Maloney to Maryland Transportation Department: Sever Ties with French Rail Company That Aided Nazis

During her trip to Poland last week to observe the 69th anniversary of liberation of the Auschwitz concentration camp, Congresswoman Carolyn Maloney stood by the rail line that transported more than a million men, women and children to their deaths.

One central fact of the Holocaust was inescapable. It could never have occurred on such a vast, methodical and murderously efficient scale, had it not been for transportation infrastructure of a modern industrial state. Nazi leader Adolf Eichmann’s willing collaborators made sure the death trains ran on time. Now, an affiliate of one of the same railroad companies that brought victims to the Nazi death camps could win a contract to build a new metro line in the Washington DC area.

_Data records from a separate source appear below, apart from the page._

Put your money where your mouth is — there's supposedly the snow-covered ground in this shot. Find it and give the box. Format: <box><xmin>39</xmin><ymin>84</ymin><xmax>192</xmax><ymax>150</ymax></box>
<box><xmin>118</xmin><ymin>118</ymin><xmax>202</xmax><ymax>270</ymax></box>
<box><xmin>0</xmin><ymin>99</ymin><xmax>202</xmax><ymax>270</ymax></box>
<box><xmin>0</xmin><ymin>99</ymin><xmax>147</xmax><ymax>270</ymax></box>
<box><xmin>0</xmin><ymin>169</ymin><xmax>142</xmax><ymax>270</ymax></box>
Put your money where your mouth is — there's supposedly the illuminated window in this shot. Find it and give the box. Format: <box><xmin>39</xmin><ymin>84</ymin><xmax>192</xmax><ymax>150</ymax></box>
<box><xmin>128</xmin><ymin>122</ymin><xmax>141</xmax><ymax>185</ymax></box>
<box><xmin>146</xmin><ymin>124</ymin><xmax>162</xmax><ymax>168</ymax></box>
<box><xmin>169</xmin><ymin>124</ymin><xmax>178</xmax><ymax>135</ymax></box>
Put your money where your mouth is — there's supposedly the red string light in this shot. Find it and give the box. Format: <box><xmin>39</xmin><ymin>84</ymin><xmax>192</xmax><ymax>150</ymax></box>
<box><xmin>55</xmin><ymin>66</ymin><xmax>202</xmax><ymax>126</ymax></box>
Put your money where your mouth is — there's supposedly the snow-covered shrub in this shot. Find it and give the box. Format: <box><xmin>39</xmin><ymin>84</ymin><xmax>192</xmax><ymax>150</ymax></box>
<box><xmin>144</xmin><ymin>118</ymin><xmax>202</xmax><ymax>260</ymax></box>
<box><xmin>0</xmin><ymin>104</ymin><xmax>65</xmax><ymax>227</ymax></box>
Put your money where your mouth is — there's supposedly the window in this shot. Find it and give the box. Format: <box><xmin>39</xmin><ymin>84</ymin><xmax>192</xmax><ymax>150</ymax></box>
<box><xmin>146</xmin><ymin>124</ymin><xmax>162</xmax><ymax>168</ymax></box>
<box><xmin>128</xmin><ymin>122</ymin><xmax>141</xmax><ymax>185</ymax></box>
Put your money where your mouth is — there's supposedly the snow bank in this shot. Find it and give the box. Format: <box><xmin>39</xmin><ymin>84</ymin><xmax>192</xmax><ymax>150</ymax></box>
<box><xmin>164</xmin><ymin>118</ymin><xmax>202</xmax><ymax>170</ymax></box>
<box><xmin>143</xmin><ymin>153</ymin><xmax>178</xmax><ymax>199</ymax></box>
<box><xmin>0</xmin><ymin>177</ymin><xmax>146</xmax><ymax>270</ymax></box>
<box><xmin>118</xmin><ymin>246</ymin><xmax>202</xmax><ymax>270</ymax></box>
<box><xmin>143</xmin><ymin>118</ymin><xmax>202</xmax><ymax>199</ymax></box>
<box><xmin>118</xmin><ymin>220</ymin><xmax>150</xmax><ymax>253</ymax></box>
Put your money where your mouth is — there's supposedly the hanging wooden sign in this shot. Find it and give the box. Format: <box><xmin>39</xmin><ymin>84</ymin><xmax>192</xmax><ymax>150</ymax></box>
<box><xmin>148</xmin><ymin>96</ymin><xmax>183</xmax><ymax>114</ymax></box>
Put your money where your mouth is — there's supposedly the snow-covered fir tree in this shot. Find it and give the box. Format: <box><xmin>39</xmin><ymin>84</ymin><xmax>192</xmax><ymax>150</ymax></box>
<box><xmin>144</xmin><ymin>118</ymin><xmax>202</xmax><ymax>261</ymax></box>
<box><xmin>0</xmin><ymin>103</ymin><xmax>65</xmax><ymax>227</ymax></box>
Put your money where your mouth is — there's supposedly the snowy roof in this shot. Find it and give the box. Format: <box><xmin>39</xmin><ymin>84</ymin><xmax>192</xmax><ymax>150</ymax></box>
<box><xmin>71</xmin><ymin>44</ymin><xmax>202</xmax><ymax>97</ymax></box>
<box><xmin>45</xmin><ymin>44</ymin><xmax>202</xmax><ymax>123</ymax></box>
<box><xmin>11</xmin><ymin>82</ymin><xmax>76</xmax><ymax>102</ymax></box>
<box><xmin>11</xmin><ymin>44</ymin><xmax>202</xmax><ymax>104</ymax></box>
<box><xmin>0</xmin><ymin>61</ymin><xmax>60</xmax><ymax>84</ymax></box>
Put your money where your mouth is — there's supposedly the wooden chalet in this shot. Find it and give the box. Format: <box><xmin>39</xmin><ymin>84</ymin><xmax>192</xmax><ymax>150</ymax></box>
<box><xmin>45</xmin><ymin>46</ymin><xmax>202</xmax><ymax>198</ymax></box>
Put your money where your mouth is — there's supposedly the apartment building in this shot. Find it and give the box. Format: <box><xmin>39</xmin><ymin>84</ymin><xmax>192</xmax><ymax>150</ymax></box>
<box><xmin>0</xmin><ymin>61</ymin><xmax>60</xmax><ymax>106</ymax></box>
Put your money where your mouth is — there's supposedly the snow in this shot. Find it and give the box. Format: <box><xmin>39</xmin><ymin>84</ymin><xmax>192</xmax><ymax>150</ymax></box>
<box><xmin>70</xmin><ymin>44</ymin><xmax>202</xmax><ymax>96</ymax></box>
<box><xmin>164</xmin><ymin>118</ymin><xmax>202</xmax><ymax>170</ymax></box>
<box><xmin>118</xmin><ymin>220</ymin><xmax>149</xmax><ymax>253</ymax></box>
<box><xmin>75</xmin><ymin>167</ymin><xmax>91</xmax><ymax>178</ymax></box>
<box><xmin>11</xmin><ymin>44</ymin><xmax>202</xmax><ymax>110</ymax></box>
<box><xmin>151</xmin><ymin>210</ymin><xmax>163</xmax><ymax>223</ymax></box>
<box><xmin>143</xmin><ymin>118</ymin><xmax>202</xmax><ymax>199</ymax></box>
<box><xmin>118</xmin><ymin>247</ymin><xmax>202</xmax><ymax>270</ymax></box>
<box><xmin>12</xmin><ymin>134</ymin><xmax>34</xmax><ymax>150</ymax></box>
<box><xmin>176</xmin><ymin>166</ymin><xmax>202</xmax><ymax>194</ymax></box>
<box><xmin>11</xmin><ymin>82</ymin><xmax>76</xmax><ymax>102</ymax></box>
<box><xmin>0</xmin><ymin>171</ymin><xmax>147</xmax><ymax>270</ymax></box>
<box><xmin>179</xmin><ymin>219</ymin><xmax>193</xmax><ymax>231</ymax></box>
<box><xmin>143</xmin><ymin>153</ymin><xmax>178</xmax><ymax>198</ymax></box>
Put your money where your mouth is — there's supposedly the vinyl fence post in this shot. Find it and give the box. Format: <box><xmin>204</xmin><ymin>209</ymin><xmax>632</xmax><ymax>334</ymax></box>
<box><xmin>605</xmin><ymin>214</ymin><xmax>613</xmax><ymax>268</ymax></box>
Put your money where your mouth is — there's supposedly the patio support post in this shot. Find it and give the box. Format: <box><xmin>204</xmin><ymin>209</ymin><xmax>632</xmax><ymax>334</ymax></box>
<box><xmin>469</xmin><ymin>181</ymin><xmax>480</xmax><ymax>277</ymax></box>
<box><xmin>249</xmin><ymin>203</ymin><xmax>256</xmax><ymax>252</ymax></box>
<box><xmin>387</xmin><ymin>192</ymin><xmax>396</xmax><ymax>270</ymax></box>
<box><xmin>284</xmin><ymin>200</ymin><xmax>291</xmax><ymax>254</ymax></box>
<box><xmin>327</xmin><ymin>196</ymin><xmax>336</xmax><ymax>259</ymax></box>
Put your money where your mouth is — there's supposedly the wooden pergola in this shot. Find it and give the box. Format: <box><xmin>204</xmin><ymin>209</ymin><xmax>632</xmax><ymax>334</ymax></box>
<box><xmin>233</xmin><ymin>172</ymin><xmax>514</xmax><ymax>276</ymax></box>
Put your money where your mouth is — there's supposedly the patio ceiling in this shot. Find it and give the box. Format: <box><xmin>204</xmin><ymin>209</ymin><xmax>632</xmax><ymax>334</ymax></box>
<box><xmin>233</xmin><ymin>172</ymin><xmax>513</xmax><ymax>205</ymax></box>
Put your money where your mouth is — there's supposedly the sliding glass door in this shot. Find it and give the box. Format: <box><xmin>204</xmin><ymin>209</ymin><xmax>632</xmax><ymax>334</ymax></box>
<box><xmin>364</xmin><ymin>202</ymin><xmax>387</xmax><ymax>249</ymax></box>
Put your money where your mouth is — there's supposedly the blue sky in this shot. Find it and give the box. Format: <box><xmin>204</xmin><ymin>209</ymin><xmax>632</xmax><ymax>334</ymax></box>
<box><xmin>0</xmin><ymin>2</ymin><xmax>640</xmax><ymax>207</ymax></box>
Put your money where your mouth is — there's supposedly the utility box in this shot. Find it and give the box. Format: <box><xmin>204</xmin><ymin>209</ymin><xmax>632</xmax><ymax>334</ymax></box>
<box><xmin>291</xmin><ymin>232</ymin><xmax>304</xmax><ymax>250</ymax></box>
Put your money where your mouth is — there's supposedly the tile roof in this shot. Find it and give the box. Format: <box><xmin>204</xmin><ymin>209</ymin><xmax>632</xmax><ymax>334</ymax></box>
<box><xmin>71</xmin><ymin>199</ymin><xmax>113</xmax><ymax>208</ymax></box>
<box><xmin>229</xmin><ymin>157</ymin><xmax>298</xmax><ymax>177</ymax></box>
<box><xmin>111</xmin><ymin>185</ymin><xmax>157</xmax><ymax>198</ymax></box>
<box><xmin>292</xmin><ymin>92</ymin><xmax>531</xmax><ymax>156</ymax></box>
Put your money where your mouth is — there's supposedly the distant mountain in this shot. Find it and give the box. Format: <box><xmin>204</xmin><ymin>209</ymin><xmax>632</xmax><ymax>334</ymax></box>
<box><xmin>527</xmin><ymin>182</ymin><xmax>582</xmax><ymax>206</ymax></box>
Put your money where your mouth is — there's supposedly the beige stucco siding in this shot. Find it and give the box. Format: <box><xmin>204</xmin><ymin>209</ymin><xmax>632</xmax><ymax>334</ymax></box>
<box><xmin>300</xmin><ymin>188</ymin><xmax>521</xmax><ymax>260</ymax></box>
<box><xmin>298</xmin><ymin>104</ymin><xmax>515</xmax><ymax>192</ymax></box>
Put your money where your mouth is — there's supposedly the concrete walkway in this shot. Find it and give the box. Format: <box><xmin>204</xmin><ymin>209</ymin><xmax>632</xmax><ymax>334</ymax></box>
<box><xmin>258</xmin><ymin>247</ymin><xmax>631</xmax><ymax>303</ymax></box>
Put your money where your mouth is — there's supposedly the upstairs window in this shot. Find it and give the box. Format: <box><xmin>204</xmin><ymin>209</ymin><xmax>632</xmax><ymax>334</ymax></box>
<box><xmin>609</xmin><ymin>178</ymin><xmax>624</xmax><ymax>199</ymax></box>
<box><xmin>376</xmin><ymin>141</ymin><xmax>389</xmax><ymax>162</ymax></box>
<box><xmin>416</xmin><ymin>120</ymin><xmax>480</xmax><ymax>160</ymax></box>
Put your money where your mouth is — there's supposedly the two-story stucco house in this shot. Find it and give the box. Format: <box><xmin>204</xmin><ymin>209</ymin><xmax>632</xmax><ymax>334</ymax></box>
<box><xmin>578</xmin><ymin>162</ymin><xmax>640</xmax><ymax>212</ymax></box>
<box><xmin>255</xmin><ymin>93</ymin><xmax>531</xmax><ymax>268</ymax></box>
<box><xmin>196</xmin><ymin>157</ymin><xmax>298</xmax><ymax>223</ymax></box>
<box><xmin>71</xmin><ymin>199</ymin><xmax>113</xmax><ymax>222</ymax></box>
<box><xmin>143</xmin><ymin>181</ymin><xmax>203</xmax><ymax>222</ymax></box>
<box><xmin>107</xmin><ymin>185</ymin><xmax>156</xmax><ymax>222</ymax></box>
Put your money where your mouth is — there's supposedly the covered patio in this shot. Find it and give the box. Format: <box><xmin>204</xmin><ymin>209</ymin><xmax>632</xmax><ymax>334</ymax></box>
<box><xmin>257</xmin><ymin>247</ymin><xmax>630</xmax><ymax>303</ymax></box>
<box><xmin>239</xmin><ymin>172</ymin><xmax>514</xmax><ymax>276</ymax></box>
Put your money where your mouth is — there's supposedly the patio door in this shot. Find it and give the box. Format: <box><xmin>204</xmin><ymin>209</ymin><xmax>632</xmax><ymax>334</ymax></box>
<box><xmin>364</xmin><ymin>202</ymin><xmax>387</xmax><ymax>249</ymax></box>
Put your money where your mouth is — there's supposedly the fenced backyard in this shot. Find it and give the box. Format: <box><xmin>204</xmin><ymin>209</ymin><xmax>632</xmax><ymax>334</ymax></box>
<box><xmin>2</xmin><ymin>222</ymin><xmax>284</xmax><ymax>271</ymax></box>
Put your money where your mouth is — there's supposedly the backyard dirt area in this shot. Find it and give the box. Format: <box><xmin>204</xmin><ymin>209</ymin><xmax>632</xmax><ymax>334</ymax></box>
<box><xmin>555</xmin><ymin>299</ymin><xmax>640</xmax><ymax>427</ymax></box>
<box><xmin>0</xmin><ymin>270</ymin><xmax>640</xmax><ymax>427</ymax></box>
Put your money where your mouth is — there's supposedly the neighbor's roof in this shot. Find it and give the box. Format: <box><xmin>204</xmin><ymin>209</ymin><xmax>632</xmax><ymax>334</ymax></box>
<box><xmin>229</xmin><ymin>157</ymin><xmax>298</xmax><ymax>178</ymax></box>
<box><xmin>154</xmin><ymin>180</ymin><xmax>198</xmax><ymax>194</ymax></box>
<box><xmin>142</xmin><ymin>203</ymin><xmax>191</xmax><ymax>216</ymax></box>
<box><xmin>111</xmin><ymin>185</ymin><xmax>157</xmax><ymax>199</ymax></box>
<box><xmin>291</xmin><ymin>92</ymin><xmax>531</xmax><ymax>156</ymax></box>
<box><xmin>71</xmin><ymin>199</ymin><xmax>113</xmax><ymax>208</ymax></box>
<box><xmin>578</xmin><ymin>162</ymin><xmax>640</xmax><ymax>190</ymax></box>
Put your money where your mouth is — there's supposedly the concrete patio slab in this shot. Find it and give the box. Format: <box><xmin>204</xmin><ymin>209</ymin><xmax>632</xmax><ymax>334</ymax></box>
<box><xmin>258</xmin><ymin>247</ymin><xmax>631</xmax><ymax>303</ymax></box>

In response, Maloney joined forces with Republican Congresswoman Ileana Ros-Lehtinen to request that Maryland’s Department of Transportation (DOT) sever all ties with Keolis, a French rail company, which is majority-owned by Société Nationale des Chemins de fer Français (SNCF) that aided the Nazis during World War II, but was never held accountable. Keolis was selected by Maryland’s DOT to bid on the state’s Purple Line rail extension project.

During World War II, SNCF collaborated with the Nazis to transfer more than 76,000 Jews and thousands of other “undesirables” to concentration camps, but has not provided any restitution to victims.

In a letter to James Smith Jr., Secretary of Maryland’s Department of Transportation Maloney and Ros-Lehtinen noted that “SNCF refuses to hold itself accountable for its role in the Holocaust, and ignores a moral obligation to the survivors and veterans who are taxpayers of Maryland…While we look forward to the innovative Purple Line, we do not believe that it should be done through the partnership of Keolis as an entity of SNCF.”

Last year Maloney and Ros-Lehtinen introduced the Holocaust Rail Justice Act, which would provide Holocaust survivors their day in court against SNCF. The bill has not seen committee action as of yet.

Following her visit to Auschwitz, Maloney vowed to redouble her efforts to pass the Act. “Any promises of ’never again’ and ‘never forget’ ring somewhat hollow, if we are willing to do business with a company that aided and abetted the Nazi killing machine,” she said. “The world must not forget their collaboration with evil, even if they turn out to be the lowest bidder.”